Eine Mitteilung, aus der sich eindeutig (vgl. nur LR-StPO/Jäger, 27. Aufl., § 222a Rn. 12) ergibt, dass entgegen der ursprünglichen Besetzungsmitteilung F. anstelle von S. von Beginn an als Schöffe mitwirken soll, ist nach dem durch das Protokoll bewiesenen Vortrag der Revisionsführerin nicht erfolgt. Eine Präklusion scheidet bei einer derart defizitären Mitteilung aus. Soweit die richterlichen Mitglieder der erkennenden Kammer demgegenüber in einer „Revisionserklärung“ dargelegt haben, man habe durch Aufruf der Schöffen und deren Handzeichen dem Verteidiger zu Beginn der Hauptverhandlung offengelegt, welche Schöffen Ergänzungsschöffen sind und welche als Schöffen mitentscheiden, zudem habe sich die Funktion der Schöffen aus der Reihenfolge ihrer Nennung und den Sitzplätzen sowie dem Gang ins Beratungszimmer zur Zwischenberatung am ersten Hauptverhandlungstag ergeben, kann dies den Revisionsvortrag nicht entkräften. Denn aus dem Protokoll ergibt sich mit negativer Beweiskraft (vgl. § 274 Satz 1 StPO), dass es hinsichtlich der Beteiligung des Hilfsschöffen F. als Schöffe anstelle des bis dahin benannten S. (ohne Hervorhebung der Ergänzungsschöffeneigenschaft) keinen ausreichenden Hinweis nach § 222a Abs. 1 Satz 1 und 3 StPO gab. Eine Protokollberichtigung ist nicht erfolgt.

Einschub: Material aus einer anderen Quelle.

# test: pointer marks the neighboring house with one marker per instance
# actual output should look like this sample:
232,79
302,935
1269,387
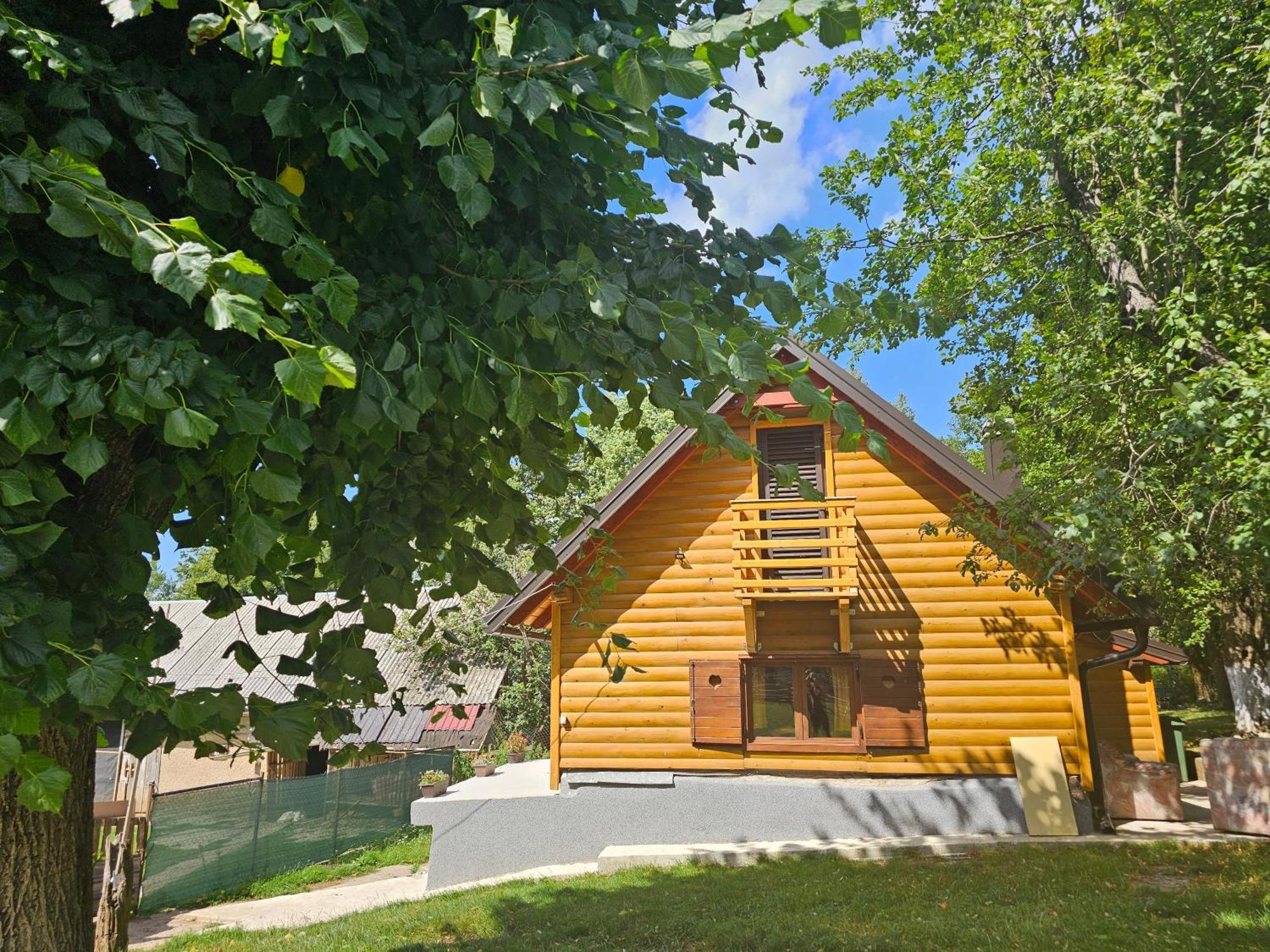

Mit dem Vortrag der Revisionsführerin korrespondiert zudem ihr in der Hauptverhandlung erfolgter Besetzungseinwand, der sich ausschließlich mit der Heranziehung des Hilfsschöffen F. „als Ergänzungsschöffe“ befasste (vgl. zu dessen Statthaftigkeit BGH, Urteil vom 12. Juli 2001 – 4 StR 550/00, NJW 2001, 3062). Spätestens dies hätte dem Vorsitzenden Anlass geben müssen, die bislang defizitäre Mitteilung nach § 222a Abs. 1 Satz 1 und 3 StPO zu prüfen und durch Bestimmung von Schöffen und Ergänzungsschöffen zu präzisieren. Die von der Strafkammer in ihrer „Revisionserklärung“ angesprochenen Verschuldensfragen sind demgegenüber ohne Belang.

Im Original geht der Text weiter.